Normas constitucionais e legais que tratam do idoso existem em relativa abundância, desde a participação nas eleições até o transporte. Assim, o alistamento eleitoral (obrigatório para a maior parte da população) é facultativo para os maiores de 70 anos (artigo 14, parágrafo 1º, II, b, da Carta Magna). A assistência social é prestada (ou melhor, deveria ser prestada) a quem dela necessite, independentemente de contribuição para a Previdência, como elemento de proteção, entre outros, à velhice. O constituinte teve uma certa cerimônia em chamar os velhos de velhos, mas, quando se tratou da velhice, não houve jeito (artigo 203, I).
O artigo 229 da Constituição aponta em sentido diverso da independência proclamada pelo censo. Mantém para os pais (este plural, a contar do masculino, é inevitável) o dever tradicional de assistir, criar e educar os filhos menores, mas, em contrapartida, atribui aos filhos maiores o dever (veja bem, é o dever) de "ajudar e amparar os pais na velhice, carência ou enfermidade". Nesta época, em que a medicina estica a vida, mesmo quando não resolve as dificuldades físicas e psíquicas desse período prolongado, é necessário louvar o constituinte por sua preocupação.

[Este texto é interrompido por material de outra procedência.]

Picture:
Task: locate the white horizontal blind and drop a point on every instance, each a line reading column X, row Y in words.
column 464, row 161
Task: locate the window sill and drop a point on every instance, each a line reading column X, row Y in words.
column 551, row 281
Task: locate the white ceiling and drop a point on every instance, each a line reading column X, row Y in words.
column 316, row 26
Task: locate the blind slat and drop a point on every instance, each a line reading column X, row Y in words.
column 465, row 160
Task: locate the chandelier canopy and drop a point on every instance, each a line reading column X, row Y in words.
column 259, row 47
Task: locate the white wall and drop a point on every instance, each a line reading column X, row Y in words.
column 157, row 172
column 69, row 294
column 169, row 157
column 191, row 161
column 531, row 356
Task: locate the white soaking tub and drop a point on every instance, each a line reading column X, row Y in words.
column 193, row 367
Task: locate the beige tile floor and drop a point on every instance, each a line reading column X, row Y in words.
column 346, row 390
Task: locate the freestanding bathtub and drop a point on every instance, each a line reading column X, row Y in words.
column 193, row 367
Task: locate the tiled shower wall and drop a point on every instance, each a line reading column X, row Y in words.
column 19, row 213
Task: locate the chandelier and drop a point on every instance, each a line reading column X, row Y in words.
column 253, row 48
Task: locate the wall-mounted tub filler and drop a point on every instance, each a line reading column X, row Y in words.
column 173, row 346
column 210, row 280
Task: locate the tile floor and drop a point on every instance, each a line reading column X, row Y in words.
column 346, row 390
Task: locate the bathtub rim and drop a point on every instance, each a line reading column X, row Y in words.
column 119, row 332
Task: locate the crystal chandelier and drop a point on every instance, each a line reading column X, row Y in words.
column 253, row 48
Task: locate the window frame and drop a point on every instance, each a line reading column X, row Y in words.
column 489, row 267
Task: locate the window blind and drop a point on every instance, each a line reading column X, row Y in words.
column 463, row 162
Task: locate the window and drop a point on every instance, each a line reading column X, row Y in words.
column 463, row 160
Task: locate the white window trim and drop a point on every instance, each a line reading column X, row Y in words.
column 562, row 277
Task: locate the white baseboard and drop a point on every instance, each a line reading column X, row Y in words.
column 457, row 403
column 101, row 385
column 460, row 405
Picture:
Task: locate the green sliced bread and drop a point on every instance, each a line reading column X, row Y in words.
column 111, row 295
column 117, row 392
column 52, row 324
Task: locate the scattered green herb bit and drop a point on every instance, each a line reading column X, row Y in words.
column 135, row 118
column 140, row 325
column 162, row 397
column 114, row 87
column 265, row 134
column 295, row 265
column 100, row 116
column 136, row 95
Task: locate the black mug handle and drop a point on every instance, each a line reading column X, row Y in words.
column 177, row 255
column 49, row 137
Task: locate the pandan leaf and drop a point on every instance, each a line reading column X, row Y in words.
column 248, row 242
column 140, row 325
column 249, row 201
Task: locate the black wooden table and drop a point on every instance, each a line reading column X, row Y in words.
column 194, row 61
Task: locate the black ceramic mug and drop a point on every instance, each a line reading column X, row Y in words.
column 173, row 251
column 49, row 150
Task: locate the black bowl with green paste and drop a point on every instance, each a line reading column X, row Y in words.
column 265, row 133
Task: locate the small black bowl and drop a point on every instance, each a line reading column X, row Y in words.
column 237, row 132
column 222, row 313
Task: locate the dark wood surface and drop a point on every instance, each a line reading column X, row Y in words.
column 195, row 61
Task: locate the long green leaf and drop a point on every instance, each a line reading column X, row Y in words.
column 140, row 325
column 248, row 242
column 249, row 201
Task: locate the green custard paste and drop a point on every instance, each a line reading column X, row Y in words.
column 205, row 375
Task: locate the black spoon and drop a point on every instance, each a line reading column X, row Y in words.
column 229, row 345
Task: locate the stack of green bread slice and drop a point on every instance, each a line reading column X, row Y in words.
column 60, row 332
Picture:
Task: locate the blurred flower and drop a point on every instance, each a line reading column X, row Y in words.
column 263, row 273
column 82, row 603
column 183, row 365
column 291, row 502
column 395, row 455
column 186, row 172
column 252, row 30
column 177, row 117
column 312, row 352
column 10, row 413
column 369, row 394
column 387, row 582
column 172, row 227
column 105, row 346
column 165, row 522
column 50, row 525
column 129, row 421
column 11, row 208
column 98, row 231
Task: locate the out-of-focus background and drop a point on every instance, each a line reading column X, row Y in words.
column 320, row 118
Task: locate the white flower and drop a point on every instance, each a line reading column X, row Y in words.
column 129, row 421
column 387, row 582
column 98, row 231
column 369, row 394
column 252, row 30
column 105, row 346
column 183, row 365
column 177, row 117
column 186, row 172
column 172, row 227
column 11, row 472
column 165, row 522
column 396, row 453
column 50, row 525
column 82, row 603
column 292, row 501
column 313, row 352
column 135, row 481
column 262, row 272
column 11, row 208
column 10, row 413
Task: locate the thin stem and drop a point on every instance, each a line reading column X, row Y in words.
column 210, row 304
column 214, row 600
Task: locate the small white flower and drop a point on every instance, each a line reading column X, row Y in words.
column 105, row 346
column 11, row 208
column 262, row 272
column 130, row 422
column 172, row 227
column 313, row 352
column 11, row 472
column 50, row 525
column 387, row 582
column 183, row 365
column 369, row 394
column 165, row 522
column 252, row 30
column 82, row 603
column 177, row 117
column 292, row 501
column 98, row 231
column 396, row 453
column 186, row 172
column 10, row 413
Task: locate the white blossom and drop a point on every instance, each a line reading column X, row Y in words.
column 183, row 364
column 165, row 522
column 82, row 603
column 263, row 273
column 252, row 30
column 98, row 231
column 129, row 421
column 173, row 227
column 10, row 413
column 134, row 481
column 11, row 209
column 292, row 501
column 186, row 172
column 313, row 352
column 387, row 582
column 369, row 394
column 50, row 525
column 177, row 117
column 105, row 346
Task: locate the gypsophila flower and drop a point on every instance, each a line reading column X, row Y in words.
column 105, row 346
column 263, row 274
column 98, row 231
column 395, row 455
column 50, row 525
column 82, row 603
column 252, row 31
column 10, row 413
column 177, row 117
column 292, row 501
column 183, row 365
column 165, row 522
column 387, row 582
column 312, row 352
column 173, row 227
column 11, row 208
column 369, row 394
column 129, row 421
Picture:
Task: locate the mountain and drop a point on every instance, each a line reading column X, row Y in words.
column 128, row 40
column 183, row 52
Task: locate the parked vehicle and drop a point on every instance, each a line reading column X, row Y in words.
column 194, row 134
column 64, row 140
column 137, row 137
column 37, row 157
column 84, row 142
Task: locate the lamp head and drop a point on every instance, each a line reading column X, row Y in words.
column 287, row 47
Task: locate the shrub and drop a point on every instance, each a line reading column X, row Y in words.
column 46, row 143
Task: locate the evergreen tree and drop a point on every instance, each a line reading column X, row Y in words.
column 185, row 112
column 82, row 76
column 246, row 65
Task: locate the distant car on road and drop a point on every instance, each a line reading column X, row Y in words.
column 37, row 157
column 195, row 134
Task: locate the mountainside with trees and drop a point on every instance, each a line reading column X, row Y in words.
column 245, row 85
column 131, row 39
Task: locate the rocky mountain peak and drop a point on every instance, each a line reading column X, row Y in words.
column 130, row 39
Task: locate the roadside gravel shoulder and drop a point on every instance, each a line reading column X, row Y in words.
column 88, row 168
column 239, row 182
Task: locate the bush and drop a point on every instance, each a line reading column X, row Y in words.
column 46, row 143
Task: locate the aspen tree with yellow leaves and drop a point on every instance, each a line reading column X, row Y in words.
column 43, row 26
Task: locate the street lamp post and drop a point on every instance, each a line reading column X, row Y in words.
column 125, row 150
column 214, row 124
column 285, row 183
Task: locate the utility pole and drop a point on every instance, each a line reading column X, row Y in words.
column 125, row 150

Nesse campo, aliás, a norma constitucional foi à frente, pois está no artigo 230 que a família, a sociedade e o Estado têm o dever de amparar as pessoas idosas, assegurando sua participação na comunidade, defendendo sua dignidade e seu bem-estar, garantindo-lhes o direito à vida. Esse é o campo em que, mais uma vez, o jurídico fica longe de esgotar as alternativas. Os elementos psicológicos, as relações interpessoais do idoso com suas famílias, que também enfrentam as lutas da vida, interferem muito mais do que o direito, trazendo felicidade e paz ou temor e angústia pelo dia de amanhã. Envelhecer, em geral, estimula a rotina sistemática, complicando seu ajuste aos parentes e aos demais circunstantes.
Deixei para o fim um favor ao idoso que não deveria estar na Constituição. O constituinte acabou inserindo no mesmo artigo 230, em seu parágrafo 2º, a norma segundo a qual "aos maiores de 65 anos é garantida a gratuidade dos transportes coletivos urbanos". É bom para quem passou dessa idade, mas não precisaria do nível constitucional, como se demonstra com a lei nº 10.173 do ano passado, pela qual será prioritária a tramitação dos procedimentos judiciais em que figure como parte pessoa em idade igual ou superior aos 65 anos. A lei, aliás, não ajuda muito. A lentidão esmagadora do Judiciário tende a piorar. Os velhos que chegarão ao futuro terão mais motivos para se preocuparem. Mas é da estatística: muitos não se preocuparão com mais nada. Nem estarão aqui.